It is absolute stupid the way the track was designed and that is the flaw. The guy would not have died if its was not for the pillars.
The guy would not have died if he didn't get on a tiny little sled and push himself down the start of an icy half-tube where the only exit other than the far end was off the side and into hard metal objects.
Lugers can still die if they take a wall too high and capsize, smashing their heads into the solid ice track.
If you want to remove all means of death in the sport of luge, you might as well not luge at all. In fact, you won't be luging. You'll have to have a solid tube filled with soft water (instead of the open ice-caked half-tube). That's the "thrill ride" at a water park. How exciting. And someone could still drown if they aren't careful.

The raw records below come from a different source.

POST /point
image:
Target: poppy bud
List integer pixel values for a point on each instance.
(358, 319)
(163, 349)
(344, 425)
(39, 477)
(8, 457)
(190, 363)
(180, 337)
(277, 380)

You could compare that to have trees around a racing circuit directly beside the track and no run off area ...
How about solid concrete walls at most car race tracks?
Bugger off IOC and let the rest of the world see what is wrong so it can be prevented next time.
Next on NBC, the 2046 winter olympics. At 8PM, the US and Canada face off for the snowball fights, followed by the mackeral slapping contest between Great Britain and France. At 11PM, Greece and Latvia compete in 'walk around the block', and then Bolivia and Japan face off in a rematch of the famous 2042 "fill the slurpee cup as full as you can without spilling" contest. Stay tuned...
This assumes that the sun would not exist were it not for you, so that you could actually copyright the sun and all audio-visual representations thereof.
I guess I'll know for sure tomorrow, because it's night time here now. If the sun doesn't come up tomorrow, I'll know I violated the DRM you put on it...
The fact that the sun came up three weeks ago isn't news anymore, just like the fact that someone rammed themselves into a pole on the luge course two weeks ago isn't. The "news" value of the video is gone; it is solely the gruesome nature that remains as a draw.
What's the non-emotional reason for not showing the video? I haven't seen anything except "Oh, gee, that's in poor taste", which is not anything more than an appeal to emotion.
I was hoping for better here, honestly.
It is wrong to have pillars that close to the track and Stephen Plate shows this to the rest of the world. Period! No discussion!
And yet, here we are discussing it. I think it is fine for pillars to be that close, on a track for a sport that is participated in voluntarily and with full knowledge that those pillars are there. All it would have taken is for the lugers to say "we aren't going down that course with those pillars there", if it were so clear that the pillars shouldn't have been there.
Of course the athletes can choose not to participate. However, most athletes have been training for years for this event, so the threshold for not participating is really high, even if they had a pool of sharks with friggin lasers at the bottom. Just because you don't have to participate, doesn't mean that the security measures can be inadequate. Simply raising the walls doesn't make the sport equivalent to kitten hugging
Two points:
The IOC could still get their advertising revenues, and even direct-charge viewers. These seem like blindingly obvious ideas.
Why haven't they done this yet?
Enjoy life! This is not a dress rehearsal.